Cruzada para recuperar el pez capitán

Cuando usted piensa en preparar su almuerzo, difícilmente va al supermercado y compra “pez capitán de la Sabana”. Y es de esperarse, porque esta especie endémica del altiplano cundiboyacense, que solía ser el principal alimento para los pobladores de Suesca, Fúquene, Guasca, Tominé y La Copa, hoy está en peligro de extinción a causa de la contaminación de las aguas del río Bogotá y sus afluentes.

  

Las transformaciones que han sufrido los cuerpos hídricos producto de los procesos industriales de las curtiembres, junto con el uso de herbicidas, fungicidas y otros químicos utilizados en los cultivos y lecherías, casi han desaparecido al pez, que en algún momento fue de gran importancia para la comunidad indígena muisca.

 

Fue este el motivo que llevó a investigadores de la Universidad Nacional y la Universidad de Ciencias Aplicadas y Ambientales (UDCA) a unirse en una investigación que avanza desde hace dos años con la intención de conservar y repoblar con la especie.

 

Para lograrlo se hizo una caracterización genética del pez, la cual permite conocer cómo y en qué condiciones se encuentra en diferentes zonas del altiplano. “Si son genéticamente iguales podremos hacer el mismo repoblamiento en todos los lugares, pero de lo contrario no se pueden mezclar, porque se debe mantener la diversidad genética. Este es un proceso que requiere de responsabilidad. No se puede soltar cientos de estos animales en cualquier lugar sin ningún control”, explica Camilo Prieto, profesor de zootecnia de la UDCA.

 

Adicionalmente se hizo un estudio de biología reproductiva para conocer los hábitos reproductivos de este animal y el estado de madurez de sus gónadas. Los resultados arrojaron que el pez capitán “se reproduce durante todo el año, aunque con picos más altos durante la temporada de lluvias de marzo a mayo y las de noviembre. Por esa razón se implementó un programa de reproducción en cautiverio. Allí, a través de un proceso llamado inducción hormonal, se les dan hormonas para que se logre la reproducción y así obtener las larvas”, dice Miguel Ángel Landines, profesor del programa de zootecnia de la Unal.

 

Como los peces pasan de un ambiente natural a un laboratorio, hay que hacer la inducción con hormonas para lograr el objetivo de maduración, que dura entre dos y tres semanas. Al momento de la ovulación se obtuvo una cantidad considerable de ovocitos y semen para realizar la fertilización in vitro. Sin embargo, cuando por fin las larvas nacieron, al cabo de una semana fallecieron.

 

Según explica Prieto, “cuando nacen tienen un saco vitelino que les transfiere la madre y les sirve como reserva de alimento durante cinco días. Al sexto día deben empezar a consumir alimentos externos por su cuenta y es ahí cuando fallecen.
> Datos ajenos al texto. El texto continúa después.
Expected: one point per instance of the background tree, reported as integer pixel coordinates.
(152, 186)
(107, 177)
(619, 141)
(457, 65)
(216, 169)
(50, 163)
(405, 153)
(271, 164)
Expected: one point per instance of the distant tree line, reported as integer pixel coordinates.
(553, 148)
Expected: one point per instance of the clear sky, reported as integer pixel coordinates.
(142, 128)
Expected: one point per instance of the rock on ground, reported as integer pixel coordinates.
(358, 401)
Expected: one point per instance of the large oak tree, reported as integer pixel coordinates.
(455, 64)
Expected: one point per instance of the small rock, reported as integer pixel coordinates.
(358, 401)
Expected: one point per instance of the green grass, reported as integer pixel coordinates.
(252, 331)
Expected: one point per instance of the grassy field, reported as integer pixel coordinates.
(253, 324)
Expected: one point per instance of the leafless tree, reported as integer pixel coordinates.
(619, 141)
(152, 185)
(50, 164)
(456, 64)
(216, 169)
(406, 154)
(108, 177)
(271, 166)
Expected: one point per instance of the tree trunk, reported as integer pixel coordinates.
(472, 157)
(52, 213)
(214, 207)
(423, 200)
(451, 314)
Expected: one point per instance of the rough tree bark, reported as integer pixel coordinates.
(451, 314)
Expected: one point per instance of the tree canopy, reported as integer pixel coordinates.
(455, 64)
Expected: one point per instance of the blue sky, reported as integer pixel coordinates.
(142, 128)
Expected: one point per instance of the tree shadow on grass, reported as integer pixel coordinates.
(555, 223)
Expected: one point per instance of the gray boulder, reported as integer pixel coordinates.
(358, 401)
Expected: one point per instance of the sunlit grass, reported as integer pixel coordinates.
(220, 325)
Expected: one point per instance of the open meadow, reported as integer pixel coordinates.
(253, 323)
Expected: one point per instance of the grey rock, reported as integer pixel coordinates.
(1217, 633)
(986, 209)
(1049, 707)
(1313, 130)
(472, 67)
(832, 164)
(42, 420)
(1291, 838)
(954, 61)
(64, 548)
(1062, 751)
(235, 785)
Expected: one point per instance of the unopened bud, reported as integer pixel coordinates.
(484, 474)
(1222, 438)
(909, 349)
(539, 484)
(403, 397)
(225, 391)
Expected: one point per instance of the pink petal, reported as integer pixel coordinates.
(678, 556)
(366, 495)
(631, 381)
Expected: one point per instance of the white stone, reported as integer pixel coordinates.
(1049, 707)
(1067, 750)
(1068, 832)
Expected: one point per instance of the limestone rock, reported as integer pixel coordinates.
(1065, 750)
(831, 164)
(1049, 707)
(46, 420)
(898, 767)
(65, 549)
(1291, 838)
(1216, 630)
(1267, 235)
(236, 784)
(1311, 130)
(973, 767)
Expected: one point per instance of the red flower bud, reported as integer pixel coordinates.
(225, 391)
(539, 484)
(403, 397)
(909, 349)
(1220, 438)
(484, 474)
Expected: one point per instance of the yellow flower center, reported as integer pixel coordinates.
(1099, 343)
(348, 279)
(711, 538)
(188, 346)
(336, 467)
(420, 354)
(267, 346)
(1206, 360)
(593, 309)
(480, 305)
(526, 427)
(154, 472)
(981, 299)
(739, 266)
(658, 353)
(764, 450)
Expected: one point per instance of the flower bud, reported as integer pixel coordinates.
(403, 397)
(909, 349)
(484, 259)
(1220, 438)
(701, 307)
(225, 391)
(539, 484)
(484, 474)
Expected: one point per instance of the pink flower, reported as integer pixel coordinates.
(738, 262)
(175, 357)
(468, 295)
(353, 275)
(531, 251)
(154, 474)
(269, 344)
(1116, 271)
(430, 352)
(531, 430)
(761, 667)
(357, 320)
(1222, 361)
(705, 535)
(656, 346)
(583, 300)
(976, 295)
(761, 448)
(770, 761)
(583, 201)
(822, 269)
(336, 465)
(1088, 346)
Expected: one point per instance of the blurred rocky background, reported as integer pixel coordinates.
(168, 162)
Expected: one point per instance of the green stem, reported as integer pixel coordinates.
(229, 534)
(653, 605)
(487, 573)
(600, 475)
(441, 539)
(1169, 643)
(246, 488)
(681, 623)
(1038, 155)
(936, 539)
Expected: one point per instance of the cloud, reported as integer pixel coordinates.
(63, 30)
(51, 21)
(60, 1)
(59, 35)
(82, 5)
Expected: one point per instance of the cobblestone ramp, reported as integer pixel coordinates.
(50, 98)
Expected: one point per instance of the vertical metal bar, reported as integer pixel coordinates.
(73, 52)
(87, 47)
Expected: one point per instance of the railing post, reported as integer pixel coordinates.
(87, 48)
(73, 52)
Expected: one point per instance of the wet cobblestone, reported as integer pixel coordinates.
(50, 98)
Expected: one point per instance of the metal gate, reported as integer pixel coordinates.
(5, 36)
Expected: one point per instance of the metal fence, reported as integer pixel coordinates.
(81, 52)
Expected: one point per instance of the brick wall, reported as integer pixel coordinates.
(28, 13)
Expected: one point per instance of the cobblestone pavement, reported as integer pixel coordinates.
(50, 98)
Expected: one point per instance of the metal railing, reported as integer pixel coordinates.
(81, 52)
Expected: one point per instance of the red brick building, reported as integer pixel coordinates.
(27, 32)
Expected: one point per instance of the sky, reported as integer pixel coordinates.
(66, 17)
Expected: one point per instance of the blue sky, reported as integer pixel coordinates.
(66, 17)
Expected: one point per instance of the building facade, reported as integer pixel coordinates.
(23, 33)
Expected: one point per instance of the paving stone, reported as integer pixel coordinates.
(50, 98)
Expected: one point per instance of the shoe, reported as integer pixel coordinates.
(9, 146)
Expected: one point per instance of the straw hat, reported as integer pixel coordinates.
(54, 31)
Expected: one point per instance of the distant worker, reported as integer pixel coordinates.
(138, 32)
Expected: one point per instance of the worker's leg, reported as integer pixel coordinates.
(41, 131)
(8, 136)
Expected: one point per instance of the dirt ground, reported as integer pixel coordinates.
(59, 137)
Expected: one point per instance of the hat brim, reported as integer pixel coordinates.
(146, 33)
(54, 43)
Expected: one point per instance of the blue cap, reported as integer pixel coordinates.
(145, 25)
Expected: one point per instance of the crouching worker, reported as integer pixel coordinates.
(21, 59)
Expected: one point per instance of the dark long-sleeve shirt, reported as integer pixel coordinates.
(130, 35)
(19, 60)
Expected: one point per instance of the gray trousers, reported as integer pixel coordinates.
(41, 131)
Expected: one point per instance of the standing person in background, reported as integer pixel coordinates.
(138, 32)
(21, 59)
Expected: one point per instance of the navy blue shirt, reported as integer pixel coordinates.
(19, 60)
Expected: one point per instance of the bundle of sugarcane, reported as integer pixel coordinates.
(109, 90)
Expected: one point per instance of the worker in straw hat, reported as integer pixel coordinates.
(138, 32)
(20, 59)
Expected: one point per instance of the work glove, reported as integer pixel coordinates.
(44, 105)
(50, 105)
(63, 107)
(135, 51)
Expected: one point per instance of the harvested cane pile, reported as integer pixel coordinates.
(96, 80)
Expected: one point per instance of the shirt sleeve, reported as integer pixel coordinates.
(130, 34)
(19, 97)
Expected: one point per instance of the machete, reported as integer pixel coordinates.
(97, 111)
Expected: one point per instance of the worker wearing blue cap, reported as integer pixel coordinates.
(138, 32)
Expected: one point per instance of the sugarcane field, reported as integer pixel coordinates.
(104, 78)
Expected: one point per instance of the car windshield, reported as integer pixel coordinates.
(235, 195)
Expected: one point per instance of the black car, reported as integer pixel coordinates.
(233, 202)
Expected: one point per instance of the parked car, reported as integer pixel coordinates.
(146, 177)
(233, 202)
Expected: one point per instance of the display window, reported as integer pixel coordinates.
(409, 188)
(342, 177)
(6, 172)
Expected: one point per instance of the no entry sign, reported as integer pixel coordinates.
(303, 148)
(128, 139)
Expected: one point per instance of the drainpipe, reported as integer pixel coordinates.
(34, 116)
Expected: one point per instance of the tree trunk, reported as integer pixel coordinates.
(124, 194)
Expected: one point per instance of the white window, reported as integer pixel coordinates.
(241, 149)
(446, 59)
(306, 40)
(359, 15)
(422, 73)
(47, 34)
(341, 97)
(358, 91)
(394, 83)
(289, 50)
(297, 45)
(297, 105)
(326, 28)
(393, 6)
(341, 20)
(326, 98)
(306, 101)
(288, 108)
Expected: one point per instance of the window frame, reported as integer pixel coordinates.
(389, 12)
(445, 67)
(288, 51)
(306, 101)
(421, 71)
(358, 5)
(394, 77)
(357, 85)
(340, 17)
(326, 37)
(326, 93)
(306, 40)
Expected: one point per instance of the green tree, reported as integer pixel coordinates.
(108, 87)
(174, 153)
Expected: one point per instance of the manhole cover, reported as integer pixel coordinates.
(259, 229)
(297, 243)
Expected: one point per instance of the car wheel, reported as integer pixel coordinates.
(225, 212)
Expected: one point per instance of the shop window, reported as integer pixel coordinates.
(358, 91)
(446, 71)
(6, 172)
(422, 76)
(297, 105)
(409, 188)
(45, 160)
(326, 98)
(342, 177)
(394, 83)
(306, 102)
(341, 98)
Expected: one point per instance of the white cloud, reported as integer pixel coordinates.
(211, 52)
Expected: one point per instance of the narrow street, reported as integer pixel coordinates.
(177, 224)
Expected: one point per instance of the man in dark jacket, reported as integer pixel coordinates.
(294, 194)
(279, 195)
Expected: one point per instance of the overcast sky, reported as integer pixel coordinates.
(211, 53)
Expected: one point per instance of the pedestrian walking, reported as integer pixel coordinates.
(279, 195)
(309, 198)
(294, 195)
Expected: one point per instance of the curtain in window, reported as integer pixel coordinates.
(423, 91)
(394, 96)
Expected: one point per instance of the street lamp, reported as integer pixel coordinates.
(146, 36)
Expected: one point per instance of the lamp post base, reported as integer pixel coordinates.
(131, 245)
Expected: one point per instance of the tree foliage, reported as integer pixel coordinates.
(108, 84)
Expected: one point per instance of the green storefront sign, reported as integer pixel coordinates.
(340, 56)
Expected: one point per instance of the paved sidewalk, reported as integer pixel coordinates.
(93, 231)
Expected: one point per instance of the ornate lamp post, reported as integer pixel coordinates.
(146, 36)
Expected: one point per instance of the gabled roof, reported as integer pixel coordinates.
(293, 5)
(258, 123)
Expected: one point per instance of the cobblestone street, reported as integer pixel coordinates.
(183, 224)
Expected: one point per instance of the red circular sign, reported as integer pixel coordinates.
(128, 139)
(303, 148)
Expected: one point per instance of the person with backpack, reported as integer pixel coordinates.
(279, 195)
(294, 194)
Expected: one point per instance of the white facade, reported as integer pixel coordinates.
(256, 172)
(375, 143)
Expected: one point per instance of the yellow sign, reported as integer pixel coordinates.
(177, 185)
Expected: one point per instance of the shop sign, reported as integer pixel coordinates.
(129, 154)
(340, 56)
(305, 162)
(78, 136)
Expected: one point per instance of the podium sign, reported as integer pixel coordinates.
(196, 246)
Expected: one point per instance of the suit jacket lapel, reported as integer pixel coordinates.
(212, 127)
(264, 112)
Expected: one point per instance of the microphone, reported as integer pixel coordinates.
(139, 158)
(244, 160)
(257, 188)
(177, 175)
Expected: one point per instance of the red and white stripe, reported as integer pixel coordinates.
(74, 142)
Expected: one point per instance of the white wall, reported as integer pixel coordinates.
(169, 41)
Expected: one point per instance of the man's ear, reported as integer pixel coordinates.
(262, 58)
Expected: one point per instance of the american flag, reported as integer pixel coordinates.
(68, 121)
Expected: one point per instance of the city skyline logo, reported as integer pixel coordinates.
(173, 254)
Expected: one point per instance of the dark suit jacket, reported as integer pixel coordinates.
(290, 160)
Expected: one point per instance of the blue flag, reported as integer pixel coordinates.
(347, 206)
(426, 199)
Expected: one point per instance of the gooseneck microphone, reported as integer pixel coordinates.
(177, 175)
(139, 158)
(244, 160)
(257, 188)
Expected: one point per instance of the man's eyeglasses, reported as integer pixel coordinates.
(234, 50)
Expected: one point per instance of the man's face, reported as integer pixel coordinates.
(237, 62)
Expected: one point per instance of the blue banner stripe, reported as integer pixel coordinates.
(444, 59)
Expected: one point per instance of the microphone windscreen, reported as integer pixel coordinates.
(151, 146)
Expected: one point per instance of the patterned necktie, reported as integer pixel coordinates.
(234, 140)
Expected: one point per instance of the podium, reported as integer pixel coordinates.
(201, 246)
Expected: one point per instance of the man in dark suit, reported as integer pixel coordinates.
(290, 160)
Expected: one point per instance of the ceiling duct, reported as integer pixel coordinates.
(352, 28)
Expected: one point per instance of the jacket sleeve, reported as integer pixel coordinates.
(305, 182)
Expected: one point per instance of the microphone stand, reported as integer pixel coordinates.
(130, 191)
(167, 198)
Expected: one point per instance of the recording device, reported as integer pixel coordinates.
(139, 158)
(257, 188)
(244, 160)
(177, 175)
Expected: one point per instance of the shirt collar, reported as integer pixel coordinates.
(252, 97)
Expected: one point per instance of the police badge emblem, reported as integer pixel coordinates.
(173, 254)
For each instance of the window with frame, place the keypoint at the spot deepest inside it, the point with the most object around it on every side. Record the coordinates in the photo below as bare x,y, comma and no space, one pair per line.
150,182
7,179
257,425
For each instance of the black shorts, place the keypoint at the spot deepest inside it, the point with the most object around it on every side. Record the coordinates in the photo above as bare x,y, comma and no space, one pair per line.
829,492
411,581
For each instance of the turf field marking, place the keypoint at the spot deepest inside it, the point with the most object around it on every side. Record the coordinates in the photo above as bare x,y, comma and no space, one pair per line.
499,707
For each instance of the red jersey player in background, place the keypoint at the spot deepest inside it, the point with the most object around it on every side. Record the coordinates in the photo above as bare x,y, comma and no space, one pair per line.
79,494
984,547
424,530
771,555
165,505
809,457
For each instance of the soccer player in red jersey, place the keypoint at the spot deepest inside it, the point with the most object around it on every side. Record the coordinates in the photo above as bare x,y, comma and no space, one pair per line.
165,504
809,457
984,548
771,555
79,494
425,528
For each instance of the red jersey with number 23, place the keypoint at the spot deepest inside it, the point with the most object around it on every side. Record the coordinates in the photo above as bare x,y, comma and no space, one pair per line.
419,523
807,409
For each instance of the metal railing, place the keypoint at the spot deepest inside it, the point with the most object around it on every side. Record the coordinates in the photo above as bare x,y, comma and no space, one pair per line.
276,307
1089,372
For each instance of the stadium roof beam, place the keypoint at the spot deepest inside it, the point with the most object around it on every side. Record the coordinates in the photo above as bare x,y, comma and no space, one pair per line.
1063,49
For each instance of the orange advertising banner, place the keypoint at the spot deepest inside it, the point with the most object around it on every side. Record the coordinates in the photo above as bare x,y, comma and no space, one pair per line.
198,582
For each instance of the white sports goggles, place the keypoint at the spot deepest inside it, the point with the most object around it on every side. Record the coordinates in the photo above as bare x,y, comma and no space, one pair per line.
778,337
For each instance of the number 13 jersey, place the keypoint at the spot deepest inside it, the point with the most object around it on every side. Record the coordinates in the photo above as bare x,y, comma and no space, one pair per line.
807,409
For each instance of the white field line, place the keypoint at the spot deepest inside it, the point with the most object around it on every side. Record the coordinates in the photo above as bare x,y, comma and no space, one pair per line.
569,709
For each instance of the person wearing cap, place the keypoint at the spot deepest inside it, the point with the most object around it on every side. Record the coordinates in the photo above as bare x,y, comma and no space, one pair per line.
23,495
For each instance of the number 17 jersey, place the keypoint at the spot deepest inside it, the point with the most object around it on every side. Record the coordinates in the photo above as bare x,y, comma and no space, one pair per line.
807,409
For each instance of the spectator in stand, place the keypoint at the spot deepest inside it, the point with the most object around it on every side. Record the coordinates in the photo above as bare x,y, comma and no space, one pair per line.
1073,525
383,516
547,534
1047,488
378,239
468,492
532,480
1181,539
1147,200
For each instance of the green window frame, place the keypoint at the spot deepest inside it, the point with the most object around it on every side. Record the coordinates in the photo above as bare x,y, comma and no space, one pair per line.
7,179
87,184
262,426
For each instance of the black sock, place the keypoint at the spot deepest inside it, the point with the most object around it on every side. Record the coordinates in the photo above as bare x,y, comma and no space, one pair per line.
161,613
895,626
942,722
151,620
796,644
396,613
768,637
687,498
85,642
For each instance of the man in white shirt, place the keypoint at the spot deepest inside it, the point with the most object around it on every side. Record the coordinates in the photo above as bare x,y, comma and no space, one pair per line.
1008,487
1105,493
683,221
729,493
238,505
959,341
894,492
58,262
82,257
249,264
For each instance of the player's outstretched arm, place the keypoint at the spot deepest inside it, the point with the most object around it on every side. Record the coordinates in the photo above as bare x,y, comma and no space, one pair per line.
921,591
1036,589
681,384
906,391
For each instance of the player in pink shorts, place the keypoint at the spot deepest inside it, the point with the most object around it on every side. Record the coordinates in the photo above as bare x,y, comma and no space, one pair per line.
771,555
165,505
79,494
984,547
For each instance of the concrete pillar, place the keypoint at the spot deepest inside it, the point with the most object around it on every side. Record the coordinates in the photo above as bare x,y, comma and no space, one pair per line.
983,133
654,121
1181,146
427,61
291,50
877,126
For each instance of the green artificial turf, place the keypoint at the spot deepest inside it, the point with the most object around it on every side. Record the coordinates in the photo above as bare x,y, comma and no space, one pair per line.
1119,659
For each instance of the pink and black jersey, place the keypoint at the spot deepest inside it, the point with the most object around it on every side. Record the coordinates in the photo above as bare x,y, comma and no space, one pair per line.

De 5.000 embriones que se obtuvieron, el 60% nació, pero luego el 100% murió”. Como la intención es recuperar la especie, ahora los expertos deben entender y estudiar cómo es la formación del tracto gastrointestinal del pez capitán para seguirlos alimentando y así aumentar la reproducción de los mismos.

 

Por ahora, los investigadores siguen trabajando para lograr una producción en cautiverio con fines de conservación, pero además esperan generar conciencia, “pues no se puede intentar salvar a la especie de su extinción mientras las industrias y la población siguen contaminando las fuentes de agua. Podemos echar mil pescados a los ríos, pero si no se cuidan nuevamente van a desaparecer”, asegura Landines.